If my calculations are right, when you see these signs, AF is just around the corner:

  • Low energy
  • Constipation
  • Sore boobs that suddenly stop being so sore after several days of soreness
  • Getting overheated at night
  • Pimples all over your face
  • Zings of pain in your nipples
  • Lower back pain
  • A little bit of clear, stretchable mucus a few days out
  • A sensation of wetness down there
  • Heightened emotions -- e.g. crying while watching Love Actually, which you've never done before
  • Worse-than-usual acid reflux -- avoid ketchup, salsa
  • Nausea -- I think you think yourself into being nauseous, silly
  • Short bouts of cramping here and there
  • Wanting to eat EVERYTHING
  • Painful teeth -- that one's just weird

So, next time you encounter any or all of these signs, immediately stop all pregnancy thoughts in their tracks. It just ain't happenin', toots. 

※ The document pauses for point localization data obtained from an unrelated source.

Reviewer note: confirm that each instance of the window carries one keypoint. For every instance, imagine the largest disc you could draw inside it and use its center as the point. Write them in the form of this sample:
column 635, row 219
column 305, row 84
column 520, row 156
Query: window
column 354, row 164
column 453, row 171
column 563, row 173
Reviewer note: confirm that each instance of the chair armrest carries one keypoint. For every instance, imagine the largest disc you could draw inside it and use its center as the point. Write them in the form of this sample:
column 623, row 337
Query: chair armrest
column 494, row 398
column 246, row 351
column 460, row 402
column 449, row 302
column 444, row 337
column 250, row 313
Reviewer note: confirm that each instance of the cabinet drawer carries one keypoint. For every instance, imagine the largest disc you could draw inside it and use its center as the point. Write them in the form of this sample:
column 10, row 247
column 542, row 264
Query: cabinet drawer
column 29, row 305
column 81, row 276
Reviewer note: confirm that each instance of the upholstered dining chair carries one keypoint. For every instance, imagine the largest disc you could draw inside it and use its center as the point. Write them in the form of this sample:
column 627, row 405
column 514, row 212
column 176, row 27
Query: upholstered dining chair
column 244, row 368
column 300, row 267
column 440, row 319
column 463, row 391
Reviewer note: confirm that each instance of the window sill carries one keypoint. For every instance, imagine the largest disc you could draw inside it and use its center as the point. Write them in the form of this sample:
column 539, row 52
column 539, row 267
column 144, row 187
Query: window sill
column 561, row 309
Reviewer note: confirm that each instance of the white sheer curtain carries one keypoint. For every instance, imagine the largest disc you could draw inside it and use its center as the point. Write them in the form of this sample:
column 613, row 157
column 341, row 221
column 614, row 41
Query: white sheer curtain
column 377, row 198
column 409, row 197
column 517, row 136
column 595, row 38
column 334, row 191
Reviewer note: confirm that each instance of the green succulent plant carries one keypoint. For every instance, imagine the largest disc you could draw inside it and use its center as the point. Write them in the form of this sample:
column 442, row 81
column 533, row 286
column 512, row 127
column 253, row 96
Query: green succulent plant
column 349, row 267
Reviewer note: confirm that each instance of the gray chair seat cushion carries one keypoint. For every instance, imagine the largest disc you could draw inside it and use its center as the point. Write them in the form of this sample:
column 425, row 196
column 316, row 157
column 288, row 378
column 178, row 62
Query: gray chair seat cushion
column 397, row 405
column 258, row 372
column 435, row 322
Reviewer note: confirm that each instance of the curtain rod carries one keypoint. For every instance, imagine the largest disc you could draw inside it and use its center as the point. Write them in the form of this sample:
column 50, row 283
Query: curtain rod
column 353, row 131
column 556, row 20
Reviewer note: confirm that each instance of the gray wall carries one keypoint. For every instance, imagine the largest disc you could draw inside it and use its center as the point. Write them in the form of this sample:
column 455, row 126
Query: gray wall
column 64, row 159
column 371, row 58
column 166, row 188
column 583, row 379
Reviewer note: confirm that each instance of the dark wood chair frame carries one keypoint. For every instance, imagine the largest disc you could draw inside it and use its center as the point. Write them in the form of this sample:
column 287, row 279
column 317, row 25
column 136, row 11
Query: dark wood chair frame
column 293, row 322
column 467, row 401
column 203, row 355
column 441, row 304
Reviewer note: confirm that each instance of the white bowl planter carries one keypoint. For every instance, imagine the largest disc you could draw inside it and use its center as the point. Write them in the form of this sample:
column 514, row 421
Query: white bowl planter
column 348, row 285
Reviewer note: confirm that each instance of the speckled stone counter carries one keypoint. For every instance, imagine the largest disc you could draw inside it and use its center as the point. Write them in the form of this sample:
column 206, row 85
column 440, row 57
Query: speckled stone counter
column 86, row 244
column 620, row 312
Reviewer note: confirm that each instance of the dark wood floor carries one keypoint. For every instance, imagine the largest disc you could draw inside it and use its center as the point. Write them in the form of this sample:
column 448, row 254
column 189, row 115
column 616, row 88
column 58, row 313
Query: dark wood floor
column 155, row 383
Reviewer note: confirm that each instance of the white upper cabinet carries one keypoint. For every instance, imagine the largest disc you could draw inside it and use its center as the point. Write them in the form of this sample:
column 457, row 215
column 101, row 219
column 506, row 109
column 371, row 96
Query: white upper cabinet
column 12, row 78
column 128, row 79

Though, I guess it's true that you've never been pregnant and thus don't have any clue what your early pregnancy signs would actually be like. Perhaps they'd be identical to everything I've just listed here. Hrmmmm. Yeah, ummmm, just ignore that thought. 

For now, let's just hold back the hope until it's, like, P+17 and you're holding a pregnancy test and it's so obviously positive. K?

Alright, well I hope this has been fruitful! (Oops, sorry. Didn't mean to make a pregnancy pun.)

Just looking out for ya, deary.

Wishing you all the best in future cycles! Oh, and do treat yourself to something yummy (chocolate? pizza? buffalo pimento cheese dip?) and one of your favorite guilty pleasures today, will ya? You deserve it. 'Cause this IF stuff is just no fun.